Here are 7 foods you can swap off your grocery list if you want to see the scale spring the next time you hop on.

1. packaged breads, buns, and tortillas.
Many commercial brands add things like calcium propionate and sorbic acid to extend their shelf life. While these chemicals aren’t necessarily harmful, they aren’t necessary either. Can’t Live Without Bread?Brierley Horton, MS, RD, says, “Look for a short list of ingredients, which means it’s less processed bread. Aim for one with lots of fiber-3 grams or more per slice-because research supports that eating more fiber can help with weight loss.”
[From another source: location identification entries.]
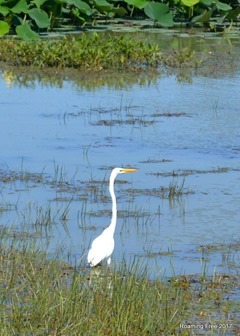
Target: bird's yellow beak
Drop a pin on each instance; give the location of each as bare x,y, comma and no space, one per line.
128,170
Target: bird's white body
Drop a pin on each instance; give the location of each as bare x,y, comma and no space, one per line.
102,247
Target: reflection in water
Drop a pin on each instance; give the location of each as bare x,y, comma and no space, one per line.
70,133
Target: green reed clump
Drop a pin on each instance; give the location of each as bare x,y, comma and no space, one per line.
39,296
88,52
43,296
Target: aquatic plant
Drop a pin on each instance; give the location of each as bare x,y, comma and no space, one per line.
27,18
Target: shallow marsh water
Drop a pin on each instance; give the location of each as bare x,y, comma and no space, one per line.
174,132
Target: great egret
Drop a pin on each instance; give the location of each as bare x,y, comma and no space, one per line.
102,247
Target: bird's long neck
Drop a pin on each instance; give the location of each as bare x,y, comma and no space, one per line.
112,226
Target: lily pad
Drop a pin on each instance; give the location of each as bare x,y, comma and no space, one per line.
137,3
190,3
26,33
40,17
159,12
4,28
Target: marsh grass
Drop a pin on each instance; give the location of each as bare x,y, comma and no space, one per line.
43,296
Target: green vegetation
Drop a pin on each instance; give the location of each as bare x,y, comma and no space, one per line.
90,52
28,18
43,296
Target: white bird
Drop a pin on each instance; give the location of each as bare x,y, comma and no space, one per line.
102,247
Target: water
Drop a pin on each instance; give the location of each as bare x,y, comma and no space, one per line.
78,134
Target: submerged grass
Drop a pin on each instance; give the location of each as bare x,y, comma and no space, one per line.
43,296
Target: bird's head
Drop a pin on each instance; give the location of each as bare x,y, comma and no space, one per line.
124,170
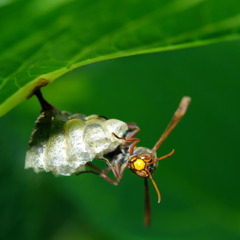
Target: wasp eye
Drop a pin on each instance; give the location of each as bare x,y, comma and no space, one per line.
139,164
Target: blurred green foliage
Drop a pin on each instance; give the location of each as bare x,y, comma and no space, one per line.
199,184
42,40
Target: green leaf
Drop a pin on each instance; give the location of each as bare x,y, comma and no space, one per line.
42,40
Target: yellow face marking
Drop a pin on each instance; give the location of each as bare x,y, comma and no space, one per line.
139,164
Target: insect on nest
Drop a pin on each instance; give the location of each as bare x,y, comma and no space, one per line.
66,144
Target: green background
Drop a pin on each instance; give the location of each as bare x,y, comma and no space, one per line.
199,184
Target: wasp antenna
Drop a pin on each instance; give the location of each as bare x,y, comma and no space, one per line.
166,156
155,186
182,108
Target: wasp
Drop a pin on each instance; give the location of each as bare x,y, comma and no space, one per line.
141,161
66,144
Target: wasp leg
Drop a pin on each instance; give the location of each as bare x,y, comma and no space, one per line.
147,204
114,171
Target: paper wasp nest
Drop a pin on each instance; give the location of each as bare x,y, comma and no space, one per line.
63,143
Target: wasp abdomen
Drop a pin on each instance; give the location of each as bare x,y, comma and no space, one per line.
63,143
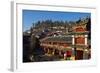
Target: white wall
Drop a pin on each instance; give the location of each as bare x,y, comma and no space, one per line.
5,35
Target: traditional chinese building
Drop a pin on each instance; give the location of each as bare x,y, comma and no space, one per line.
74,44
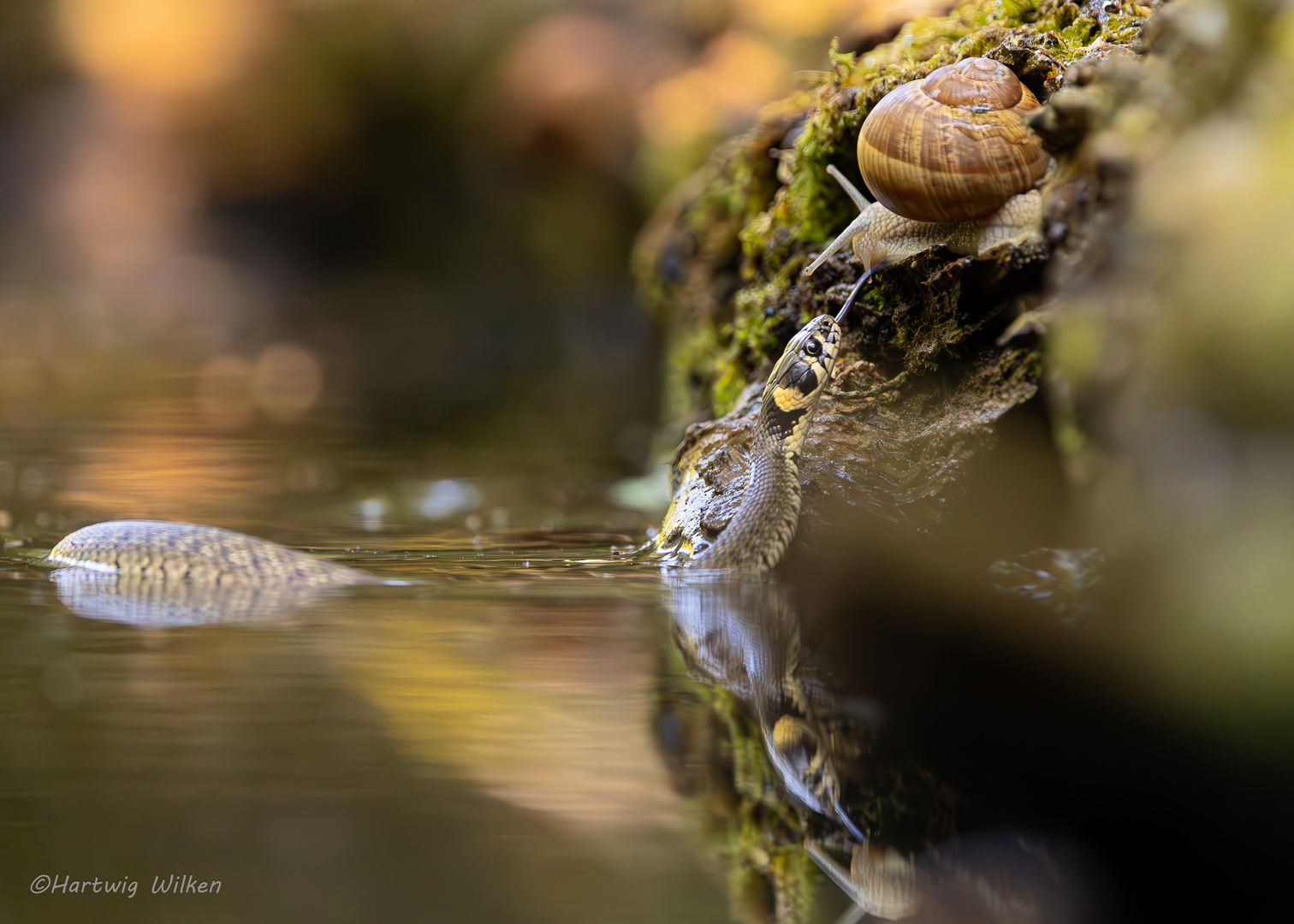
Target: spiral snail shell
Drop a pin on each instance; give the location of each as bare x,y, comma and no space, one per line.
952,163
953,146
2. margarine and other spreads
While margarine may seem healthier because it is usually lower in calories and fat than butter, it is a processed food and has no natural ingredients. These spreads often contain emulsifiers such as soy lecithin for texture and taste, and to potentially substantiate claims of heart health. But you’re better off eating a small amount of oil or butter.

3. breakfast cereal
All the added vitamins and minerals on a nutrition label may be impressive, but these are all fortifying agents added after the fact. If you’re not eating grains in their whole form, you’re not getting all the potential benefits. Also, most cereals have a lot of added sugar.
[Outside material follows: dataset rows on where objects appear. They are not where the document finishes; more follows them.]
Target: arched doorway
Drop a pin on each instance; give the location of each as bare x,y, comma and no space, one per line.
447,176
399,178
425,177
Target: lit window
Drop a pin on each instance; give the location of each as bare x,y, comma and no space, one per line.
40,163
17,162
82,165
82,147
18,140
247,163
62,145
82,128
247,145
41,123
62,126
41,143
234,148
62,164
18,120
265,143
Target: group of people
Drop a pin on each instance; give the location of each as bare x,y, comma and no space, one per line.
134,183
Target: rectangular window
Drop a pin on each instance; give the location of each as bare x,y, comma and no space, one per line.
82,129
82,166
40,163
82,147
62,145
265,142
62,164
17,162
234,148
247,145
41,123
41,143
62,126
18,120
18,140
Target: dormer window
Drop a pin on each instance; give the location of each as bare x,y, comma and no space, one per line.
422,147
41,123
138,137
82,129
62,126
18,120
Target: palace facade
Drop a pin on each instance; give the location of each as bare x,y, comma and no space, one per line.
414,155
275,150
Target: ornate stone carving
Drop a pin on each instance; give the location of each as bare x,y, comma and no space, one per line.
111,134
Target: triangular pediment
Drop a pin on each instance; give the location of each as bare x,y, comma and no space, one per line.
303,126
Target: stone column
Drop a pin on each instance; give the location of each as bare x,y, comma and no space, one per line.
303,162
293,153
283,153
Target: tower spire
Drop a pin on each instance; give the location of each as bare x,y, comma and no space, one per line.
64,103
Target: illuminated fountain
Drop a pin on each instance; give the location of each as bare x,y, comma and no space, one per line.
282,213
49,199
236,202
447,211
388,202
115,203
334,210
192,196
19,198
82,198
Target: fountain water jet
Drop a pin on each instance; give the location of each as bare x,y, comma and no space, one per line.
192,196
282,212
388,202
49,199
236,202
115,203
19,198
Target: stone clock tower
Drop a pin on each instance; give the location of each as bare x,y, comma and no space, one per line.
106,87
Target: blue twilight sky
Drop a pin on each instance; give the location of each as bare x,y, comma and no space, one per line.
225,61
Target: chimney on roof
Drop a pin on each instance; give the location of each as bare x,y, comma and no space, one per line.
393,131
4. chicken nuggets and fish sticks
Mechanically separated poultry or fish are just as bad as hot dogs. The parts that make up a nugget can come from any human-grade meat cut, which means they’re likely higher in fat than the chicken breast you’re breading yourself. They also contain a lot of added sodium..

5. pre-made burgers.
Sorry, paleo fiends, reconstituted meats are just a no-no. You can control the fat and sodium content much better when you buy ground beef and make your own patties. And don’t be fooled by the health halo – veggie and soy burgers can also fall into this category. Look for one that has vegetables, grains, or beans on the ingredient list first, rather than soy protein isolate.

6 Instant Soup.

Sorry to burst your bubble, ramen lovers, but all sorts of chemicals go into these flavor packets. It’s hard to have a good idea of what you’re really eating when the real ingredients are masked behind a blanket “natural flavor” designation. The research surrounding MSG is controversial, but there is anecdotal evidence that some people are sensitive to it..

7. flavored yogurt
Yogurt is supposed to be so healthy, but what about those chocolate cake and lemon pie flavors? Realistically, if your yogurt tastes like a dessert, it is a dessert. Companies add a lot of sugar or artificial sweeteners to achieve these flavors, as well as things like modified cornstarch as a thickening agent, which can cause GI issues for some people. A healthier way is to buy plain yogurt and add your own toppings: fresh fruit, granola, and honey.